Nossa, você devia fazer Letras!

- Rs, sou das Artes.

Eu ainda não sabia que seu coração já batia mais forte por mim, ali, no centro da cidade.
Seu olhar se curvou, ao esboçar um sorriso dúbio. Quando quer, você tem o dom de dissimular toda a sua sensualidade. Convenci-me de que aquilo era pura simpatia, de alguém hábil e ligeiro na comunicação.



Pensarei em você. Você é especial demais pra não ser lembrada.

Ler essas duas frases foi como envolver meu ego em veludo. Sim, seu coração batia mais forte por mim e você estava declarando isso.
No Ipod: "Chegar em mim", da Céu, à exaustão.



- Ui, desculpe. Caiu caldinho de feijão no seu casaco?

Imagine.
Não acredito!! A gente tropeça em cada paraíso!

Foi assim, de sopetão, que nos esbarramos naquela fria noite de junho. O inverno deixa você mais elegante. Abraçamo-nos forte. Uma saudade que já começava a ultrapassar o limite da amizade e adentrar o tortuoso terreno da paixão.

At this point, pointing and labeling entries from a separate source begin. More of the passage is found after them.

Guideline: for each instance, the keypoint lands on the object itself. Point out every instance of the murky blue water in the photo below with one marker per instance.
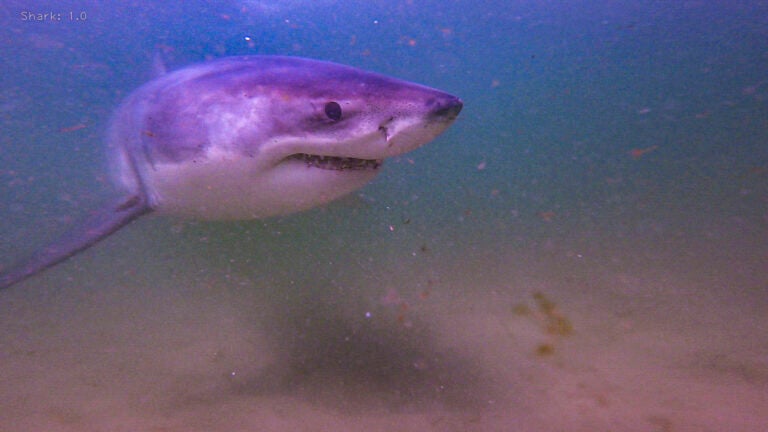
(584, 249)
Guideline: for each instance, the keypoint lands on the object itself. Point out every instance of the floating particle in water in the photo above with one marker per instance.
(637, 153)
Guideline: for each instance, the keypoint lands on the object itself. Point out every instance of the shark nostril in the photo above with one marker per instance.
(448, 109)
(384, 131)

Você é eterna demais pra caber em uma hora.

Talvez você seja um PhD na arte de seduzir com boa prosa e requinte, porque, quando olhou nos meus olhos e proclamou essas palavras - com a inconfundível voz macia - tive vontade de te dar as mãos e não soltar nunca mais.
Tatuou meus pensamentos.



Você parece uma flor. Hum... um lírio. Você é um lírio.

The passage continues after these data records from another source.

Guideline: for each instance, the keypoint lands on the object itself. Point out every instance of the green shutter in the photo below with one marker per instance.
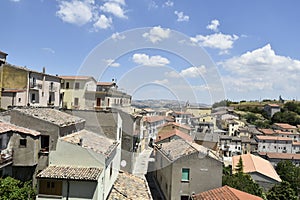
(185, 176)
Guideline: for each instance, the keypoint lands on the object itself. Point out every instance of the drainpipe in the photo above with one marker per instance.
(68, 189)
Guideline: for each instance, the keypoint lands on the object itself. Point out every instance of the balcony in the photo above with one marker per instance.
(6, 158)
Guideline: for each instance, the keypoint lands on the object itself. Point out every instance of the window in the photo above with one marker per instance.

Aí já havia passado três meses, alguns beijos e muitos segredos. No sofá do nosso café, entre um brigadeiro e um chá, seus olhos passearam pelo meu vestido florido e me convidaram ao aconchego do teu peito.
Era um bálsamo terminar a semana ao seu lado.



Quem se cansa não está aberto ao diálogo.

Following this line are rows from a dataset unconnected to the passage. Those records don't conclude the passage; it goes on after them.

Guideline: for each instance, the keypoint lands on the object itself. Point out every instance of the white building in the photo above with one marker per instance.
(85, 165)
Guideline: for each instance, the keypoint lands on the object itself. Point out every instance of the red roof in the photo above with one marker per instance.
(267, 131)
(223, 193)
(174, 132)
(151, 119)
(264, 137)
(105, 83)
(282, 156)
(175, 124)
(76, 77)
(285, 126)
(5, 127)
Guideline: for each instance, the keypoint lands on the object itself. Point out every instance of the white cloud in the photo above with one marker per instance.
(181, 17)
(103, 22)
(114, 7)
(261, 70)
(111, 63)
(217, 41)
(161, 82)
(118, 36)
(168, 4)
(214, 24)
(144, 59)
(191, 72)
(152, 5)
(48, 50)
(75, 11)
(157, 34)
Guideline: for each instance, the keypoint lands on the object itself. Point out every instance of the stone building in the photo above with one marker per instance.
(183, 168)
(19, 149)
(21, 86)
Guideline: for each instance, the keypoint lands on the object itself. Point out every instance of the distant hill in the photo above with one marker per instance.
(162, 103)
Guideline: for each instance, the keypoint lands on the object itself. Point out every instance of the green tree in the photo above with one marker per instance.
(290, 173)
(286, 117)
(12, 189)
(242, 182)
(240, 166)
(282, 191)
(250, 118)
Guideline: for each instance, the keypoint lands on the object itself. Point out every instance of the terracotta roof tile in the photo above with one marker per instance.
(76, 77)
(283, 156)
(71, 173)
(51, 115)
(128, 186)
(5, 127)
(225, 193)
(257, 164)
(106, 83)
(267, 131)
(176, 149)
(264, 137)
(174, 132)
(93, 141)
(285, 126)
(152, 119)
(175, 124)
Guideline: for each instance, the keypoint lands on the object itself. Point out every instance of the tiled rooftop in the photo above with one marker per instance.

Poderia te responder que quem não cuida não gosta.
Que quem trapaceia não é despojado.




E agora, nessa tarde cinza, de um mês que devia ser solar, pauso minhas obrigações para tomar o mesmo chá e comer aquele brigadeiro todo diferente, que tantas vezes degustamos. Sinto-me estrangeira nesse café... Uma parte de mim ficou naquele sofá - agora ocupado por uma trupe de adolescentes -, naquelas conversas e carinhos, que me faziam esquecer que a nossa relação tinha prazo de validade.
O prazo venceu.
Você se foi.
Restaram essas frases-cápsulas, talvez já por você esquecidas, pra remediar a minha saudade.